Register via the vllm.general_plugins entry point (declared in pyproject.toml). As of vLLM 0.21.0, load_general_plugins() is called in every process: in the API server via EngineArgs.create_engine_config (vllm/engine/arg_utils.py:731), and in the engine subprocess via EngineCore.__init__ (vllm/v1/engine/core.py:105). The plugin is therefore active in all processes without any explicit call from entrypoint.py.

The wire format sent by the proxy is a torch.save-ed dict:

{"packed": <uint8 tensor>, "norms": <float32 tensor>, "bits": <int>, "d": <int>}

Plain float tensors (the existing uncompressed path) are passed through unchanged, so deployment is fully backwards-compatible: old proxy → patched vLLM works, and new proxy → unpatched vLLM fails gracefully (vLLM rejects the dict payload with a clear validation error rather than a silent wrong result).

Warning

Under almost no circumstances should you need to import this module directly. If stainedglass_output_protection is installed, vLLM will load the plugin automatically.

Functions:

Name Description
register

Patch vLLM's prompt-embed loader to handle TurboQuant-compressed payloads.

register

register() -> None

Patch vLLM's prompt-embed loader to handle TurboQuant-compressed payloads.
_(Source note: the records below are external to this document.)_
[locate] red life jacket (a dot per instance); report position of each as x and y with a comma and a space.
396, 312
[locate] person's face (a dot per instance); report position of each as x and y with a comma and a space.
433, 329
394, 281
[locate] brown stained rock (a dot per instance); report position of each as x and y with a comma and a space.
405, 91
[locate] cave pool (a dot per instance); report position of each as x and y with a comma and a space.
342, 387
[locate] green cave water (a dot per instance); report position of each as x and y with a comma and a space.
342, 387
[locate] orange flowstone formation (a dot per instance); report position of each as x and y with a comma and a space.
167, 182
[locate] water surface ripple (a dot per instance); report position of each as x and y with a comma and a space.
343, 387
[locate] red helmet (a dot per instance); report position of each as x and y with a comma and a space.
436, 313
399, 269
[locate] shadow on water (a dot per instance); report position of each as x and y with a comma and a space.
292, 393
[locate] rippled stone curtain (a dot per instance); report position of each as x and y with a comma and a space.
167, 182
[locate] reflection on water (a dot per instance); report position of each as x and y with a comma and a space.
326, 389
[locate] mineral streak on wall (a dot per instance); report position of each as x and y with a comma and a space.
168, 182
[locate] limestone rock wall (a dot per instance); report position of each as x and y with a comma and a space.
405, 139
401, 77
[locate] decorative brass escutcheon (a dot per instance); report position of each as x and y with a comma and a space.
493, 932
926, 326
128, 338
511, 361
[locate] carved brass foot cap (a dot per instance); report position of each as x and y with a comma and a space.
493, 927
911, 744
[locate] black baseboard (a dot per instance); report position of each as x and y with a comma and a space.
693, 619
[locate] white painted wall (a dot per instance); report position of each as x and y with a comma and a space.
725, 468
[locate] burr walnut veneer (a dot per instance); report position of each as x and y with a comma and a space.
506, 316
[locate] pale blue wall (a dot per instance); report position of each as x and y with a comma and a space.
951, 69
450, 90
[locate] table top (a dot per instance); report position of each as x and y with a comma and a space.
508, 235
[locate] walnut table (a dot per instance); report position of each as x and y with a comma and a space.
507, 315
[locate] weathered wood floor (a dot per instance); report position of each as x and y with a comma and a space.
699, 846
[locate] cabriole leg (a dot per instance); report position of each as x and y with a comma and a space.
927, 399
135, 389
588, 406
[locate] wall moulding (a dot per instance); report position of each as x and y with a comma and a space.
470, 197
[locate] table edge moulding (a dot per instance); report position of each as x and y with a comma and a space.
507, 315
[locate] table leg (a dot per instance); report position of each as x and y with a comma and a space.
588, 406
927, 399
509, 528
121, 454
Called automatically by vLLM's plugin system at startup in all processes — both the main OpenAI API server process (via EngineArgs.create_engine_config, vllm/engine/arg_utils.py:731) and the engine subprocess (via EngineCore.__init__, vllm/v1/engine/core.py:105). Safe to call multiple times (idempotent).

Three patch points are required because vLLM imports the function with from .embed_utils import safe_load_prompt_embeds, creating local bindings in each module that won't be updated by patching the source module alone.